Liverpool Sound and Vision Rating 8.5/10

The historical and social significance of Coffee & Gin cannot be easily dismissed as part of the way the people of Britain lead their lives in the 21st Century; Hogarth’s famous Beer and Gin Lane printing depicting the social ills of Gin Lane is tempered by the 18th Century’s love and seeming respectability of the advancing coffee houses that were springing up all over capital. Yet the two are probably more interlinked than they ever probably were intended to be and the slow death assured by the drinking of foreign Gin is enough to remember the addiction many have to the bean in the century we find ourselves feeding.

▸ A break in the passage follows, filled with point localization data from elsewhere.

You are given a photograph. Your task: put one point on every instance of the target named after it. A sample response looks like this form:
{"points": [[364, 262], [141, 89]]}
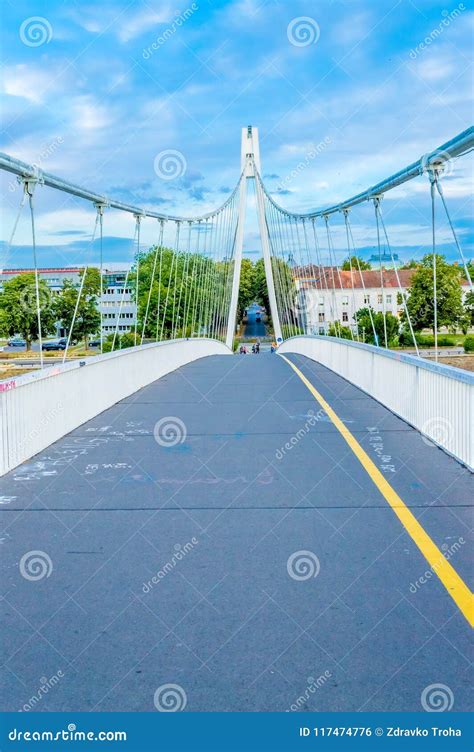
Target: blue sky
{"points": [[113, 84]]}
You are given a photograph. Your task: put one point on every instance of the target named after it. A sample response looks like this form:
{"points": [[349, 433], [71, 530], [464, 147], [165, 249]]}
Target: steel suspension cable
{"points": [[183, 285], [79, 294], [432, 175], [376, 205], [458, 245], [155, 260], [122, 299], [174, 254], [29, 187], [402, 295], [361, 276]]}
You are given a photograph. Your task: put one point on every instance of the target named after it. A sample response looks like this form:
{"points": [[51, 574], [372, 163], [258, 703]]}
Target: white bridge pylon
{"points": [[250, 163]]}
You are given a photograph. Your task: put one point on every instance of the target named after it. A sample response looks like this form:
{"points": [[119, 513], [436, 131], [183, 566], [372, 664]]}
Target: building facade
{"points": [[117, 303], [334, 295]]}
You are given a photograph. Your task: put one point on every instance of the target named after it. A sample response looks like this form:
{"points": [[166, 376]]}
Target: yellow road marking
{"points": [[456, 587]]}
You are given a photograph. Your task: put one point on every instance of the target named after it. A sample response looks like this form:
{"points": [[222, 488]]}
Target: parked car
{"points": [[54, 344]]}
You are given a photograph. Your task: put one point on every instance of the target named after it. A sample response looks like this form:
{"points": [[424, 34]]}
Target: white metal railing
{"points": [[438, 400], [40, 407]]}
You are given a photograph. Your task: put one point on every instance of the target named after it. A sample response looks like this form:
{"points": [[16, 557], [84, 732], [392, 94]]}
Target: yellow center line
{"points": [[454, 584]]}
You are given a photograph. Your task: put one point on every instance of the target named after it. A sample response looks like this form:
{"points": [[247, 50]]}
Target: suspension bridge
{"points": [[188, 529]]}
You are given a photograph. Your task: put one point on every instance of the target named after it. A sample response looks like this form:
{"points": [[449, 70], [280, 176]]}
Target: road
{"points": [[254, 328], [246, 557]]}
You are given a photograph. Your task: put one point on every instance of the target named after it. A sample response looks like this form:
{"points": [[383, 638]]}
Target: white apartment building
{"points": [[335, 295], [117, 303]]}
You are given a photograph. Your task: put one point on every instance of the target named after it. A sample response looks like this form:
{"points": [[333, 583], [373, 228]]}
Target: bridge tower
{"points": [[250, 166]]}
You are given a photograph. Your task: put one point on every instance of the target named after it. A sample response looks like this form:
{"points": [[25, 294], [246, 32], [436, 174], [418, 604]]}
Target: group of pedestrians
{"points": [[255, 348]]}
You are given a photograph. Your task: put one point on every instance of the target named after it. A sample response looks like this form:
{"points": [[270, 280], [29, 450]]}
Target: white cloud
{"points": [[89, 114], [24, 81]]}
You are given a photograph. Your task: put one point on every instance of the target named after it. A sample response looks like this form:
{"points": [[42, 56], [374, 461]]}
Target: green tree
{"points": [[470, 269], [356, 261], [246, 286], [364, 318], [180, 292], [469, 307], [87, 319], [420, 301], [340, 331], [18, 308]]}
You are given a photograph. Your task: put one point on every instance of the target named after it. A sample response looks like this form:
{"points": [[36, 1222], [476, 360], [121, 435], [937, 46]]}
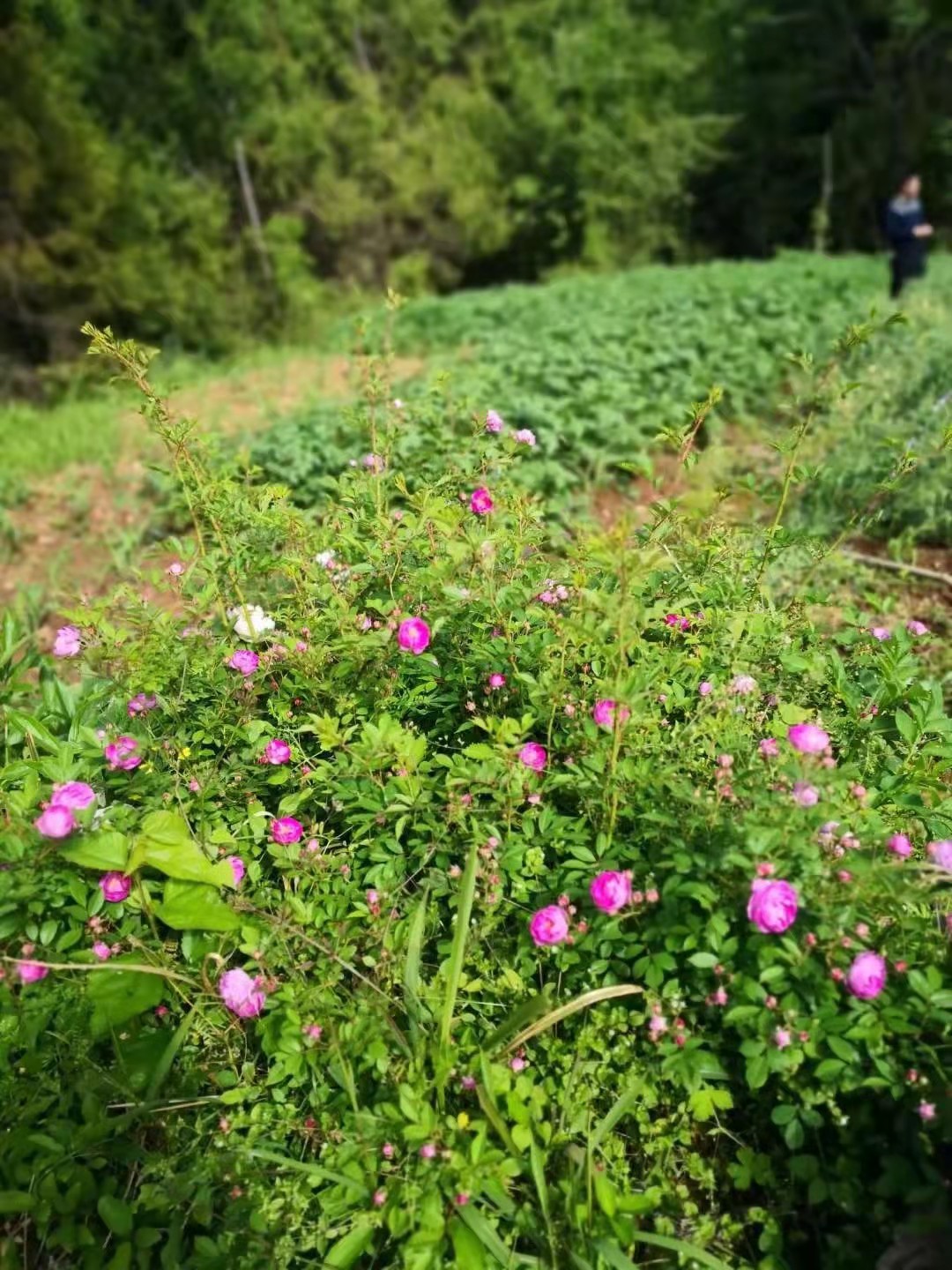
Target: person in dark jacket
{"points": [[908, 231]]}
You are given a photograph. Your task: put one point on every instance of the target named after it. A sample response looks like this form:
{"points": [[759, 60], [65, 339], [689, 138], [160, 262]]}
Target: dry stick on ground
{"points": [[896, 565]]}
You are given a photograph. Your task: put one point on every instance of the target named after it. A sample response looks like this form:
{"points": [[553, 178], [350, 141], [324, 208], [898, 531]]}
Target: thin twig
{"points": [[934, 574]]}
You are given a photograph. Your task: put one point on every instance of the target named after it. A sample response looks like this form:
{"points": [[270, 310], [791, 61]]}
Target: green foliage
{"points": [[587, 1104]]}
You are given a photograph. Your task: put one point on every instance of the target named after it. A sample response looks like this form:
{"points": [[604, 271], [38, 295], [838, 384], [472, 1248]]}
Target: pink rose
{"points": [[807, 738], [481, 502], [31, 972], [55, 822], [772, 906], [548, 925], [611, 891], [606, 712], [74, 794], [242, 993], [121, 755], [115, 886], [941, 854], [414, 635], [287, 830], [277, 752], [866, 977], [68, 641], [244, 661], [533, 756]]}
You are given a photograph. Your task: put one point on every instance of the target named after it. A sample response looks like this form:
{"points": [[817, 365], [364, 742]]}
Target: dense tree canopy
{"points": [[190, 168]]}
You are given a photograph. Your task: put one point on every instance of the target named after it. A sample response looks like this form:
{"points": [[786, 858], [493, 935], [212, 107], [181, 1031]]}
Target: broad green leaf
{"points": [[107, 851], [195, 906], [353, 1244], [118, 995], [115, 1213], [165, 843]]}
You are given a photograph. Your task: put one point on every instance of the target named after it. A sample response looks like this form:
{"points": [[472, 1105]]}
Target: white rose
{"points": [[251, 621]]}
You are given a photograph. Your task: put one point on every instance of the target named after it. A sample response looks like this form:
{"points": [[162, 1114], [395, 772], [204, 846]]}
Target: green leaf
{"points": [[353, 1244], [165, 843], [619, 1261], [107, 851], [17, 1201], [467, 1249], [118, 995], [195, 906], [117, 1214]]}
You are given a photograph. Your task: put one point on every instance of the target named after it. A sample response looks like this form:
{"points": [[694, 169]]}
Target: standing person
{"points": [[906, 228]]}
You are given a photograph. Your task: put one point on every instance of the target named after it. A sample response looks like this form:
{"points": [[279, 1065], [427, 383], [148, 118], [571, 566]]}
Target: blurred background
{"points": [[196, 172]]}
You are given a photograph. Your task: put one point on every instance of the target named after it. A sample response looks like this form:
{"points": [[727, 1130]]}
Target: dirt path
{"points": [[80, 531]]}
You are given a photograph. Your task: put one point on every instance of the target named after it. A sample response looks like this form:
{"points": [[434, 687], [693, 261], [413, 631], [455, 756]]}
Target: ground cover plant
{"points": [[426, 884]]}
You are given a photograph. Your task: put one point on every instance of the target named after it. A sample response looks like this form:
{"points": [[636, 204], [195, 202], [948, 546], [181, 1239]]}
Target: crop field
{"points": [[479, 796]]}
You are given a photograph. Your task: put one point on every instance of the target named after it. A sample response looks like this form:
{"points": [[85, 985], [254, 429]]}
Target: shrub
{"points": [[418, 1025]]}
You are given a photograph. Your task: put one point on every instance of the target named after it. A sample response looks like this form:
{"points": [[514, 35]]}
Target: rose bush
{"points": [[467, 918]]}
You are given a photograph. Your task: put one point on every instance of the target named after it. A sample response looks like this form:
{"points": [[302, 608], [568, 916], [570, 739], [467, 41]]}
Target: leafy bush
{"points": [[596, 366], [444, 723]]}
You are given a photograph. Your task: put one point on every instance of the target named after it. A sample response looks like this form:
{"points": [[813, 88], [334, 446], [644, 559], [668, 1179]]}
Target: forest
{"points": [[193, 170]]}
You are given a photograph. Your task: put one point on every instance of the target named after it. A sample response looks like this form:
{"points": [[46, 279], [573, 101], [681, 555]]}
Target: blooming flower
{"points": [[287, 830], [242, 993], [743, 684], [533, 756], [414, 635], [277, 752], [481, 501], [772, 906], [866, 977], [141, 704], [68, 641], [611, 891], [548, 925], [31, 972], [121, 753], [805, 796], [74, 794], [115, 886], [55, 822], [244, 661], [807, 738], [251, 621], [605, 713]]}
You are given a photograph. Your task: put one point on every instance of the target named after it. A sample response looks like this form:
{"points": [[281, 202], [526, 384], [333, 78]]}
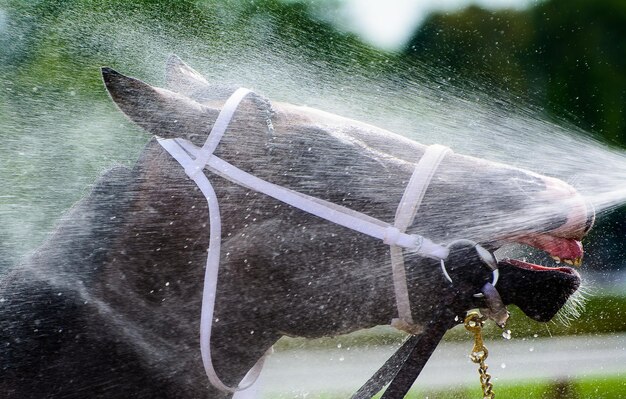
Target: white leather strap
{"points": [[405, 214], [194, 160]]}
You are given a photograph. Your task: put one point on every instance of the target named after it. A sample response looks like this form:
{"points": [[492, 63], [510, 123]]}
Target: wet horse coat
{"points": [[109, 305]]}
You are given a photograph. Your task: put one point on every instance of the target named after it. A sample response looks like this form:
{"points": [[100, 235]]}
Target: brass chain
{"points": [[474, 323]]}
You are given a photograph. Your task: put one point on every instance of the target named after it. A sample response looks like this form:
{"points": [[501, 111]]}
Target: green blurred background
{"points": [[59, 131]]}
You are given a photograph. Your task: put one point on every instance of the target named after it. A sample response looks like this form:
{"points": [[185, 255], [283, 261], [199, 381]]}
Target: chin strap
{"points": [[194, 160], [405, 214]]}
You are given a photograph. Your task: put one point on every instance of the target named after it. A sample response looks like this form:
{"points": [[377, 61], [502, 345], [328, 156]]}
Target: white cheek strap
{"points": [[194, 160]]}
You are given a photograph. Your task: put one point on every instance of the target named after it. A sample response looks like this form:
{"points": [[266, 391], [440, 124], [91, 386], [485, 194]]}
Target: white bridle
{"points": [[194, 160]]}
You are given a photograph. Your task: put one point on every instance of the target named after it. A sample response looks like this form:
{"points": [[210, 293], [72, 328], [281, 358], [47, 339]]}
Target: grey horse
{"points": [[109, 306]]}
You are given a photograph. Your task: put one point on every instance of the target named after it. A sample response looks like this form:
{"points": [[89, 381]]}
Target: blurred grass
{"points": [[601, 315], [606, 387]]}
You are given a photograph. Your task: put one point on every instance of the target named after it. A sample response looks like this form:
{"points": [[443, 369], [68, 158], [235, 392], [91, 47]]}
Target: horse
{"points": [[109, 305]]}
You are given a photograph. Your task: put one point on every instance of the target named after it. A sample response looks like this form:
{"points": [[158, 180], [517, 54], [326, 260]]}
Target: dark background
{"points": [[568, 57]]}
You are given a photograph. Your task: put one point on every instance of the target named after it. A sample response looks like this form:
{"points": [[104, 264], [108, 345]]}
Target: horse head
{"points": [[136, 247]]}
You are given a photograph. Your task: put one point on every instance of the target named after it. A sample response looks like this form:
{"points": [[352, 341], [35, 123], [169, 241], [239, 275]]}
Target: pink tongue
{"points": [[564, 248]]}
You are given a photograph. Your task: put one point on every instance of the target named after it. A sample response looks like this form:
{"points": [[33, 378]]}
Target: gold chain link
{"points": [[474, 323]]}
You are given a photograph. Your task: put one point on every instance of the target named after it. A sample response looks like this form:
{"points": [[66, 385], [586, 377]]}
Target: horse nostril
{"points": [[591, 215]]}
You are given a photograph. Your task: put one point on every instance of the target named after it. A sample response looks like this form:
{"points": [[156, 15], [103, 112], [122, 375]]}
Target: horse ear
{"points": [[159, 111]]}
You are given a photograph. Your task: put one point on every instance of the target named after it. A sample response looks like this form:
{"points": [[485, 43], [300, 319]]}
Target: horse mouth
{"points": [[541, 291]]}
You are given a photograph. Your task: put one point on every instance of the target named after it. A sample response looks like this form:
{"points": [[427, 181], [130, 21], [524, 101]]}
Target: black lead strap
{"points": [[403, 367], [401, 370]]}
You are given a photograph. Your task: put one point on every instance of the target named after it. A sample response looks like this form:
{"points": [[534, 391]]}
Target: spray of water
{"points": [[73, 136]]}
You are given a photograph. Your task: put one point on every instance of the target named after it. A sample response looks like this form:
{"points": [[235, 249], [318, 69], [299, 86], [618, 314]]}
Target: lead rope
{"points": [[194, 160], [474, 323]]}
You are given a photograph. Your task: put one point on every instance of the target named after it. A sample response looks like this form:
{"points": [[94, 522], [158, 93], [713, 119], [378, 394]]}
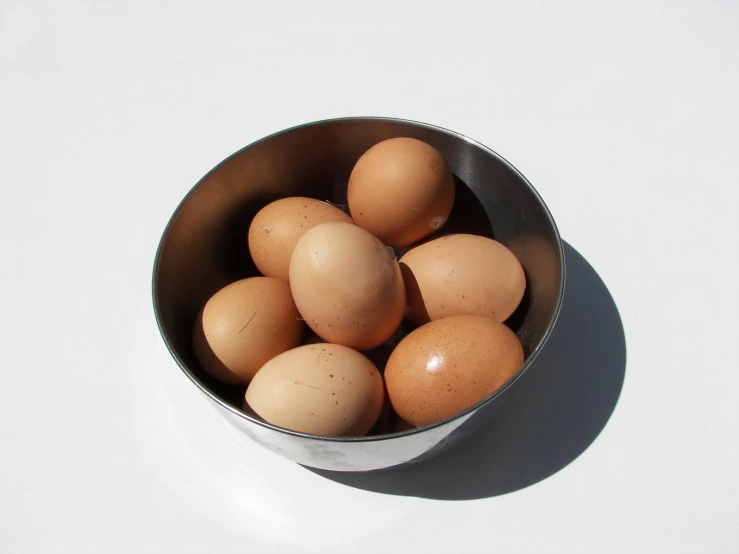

Coffee & Gin, two of the most marvellous inventions and yet hiding something deeper, something that alludes to beauty and danger, an aroma that is unsurpassed and a creative spur that can bring forth great feats of creative thinking, or perhaps one that William Hogarth could not have foreseen or alluded to, certainly not one that could match Two Black Sheep’s Coffee & Gin.

Amy Chalmers and Ian Davies bring together the sense of peace and calm that only a tranquil and relaxed atmosphere can attain, the substance of the performance and the knowledge that the stringed instruments on show by both artists, alongside the lovingly captured piano, playful drums, organ and deep resonating cello of the master of the bow, Vicky Mutch, all is quiet, all is truly incredible.

Two Black Sheep, the faith in the flock to provide such an occurrence is not lost upon the listener’s ears, the arrangement is framed and lifted and each song finds itself in the open, it is the taste of freedom after being locked away in the dark, the sound of release.

In songs such as Just For Tonight, Don’t Forget Me, Tongue Tied and Glasgow Train the imagination is set out on a course of discovery, one of implication and daring, to find freedom is to know you have escaped the pen, however is it just a bigger space you have found or one that leads ultimately to free thought and expression; Coffee & Gin is the result of that search for self expression and it is marvellous.

Coffee & Gin is a beautifully arranged album, one that really nails down Amy Chalmers and Ian Davies excellent work together.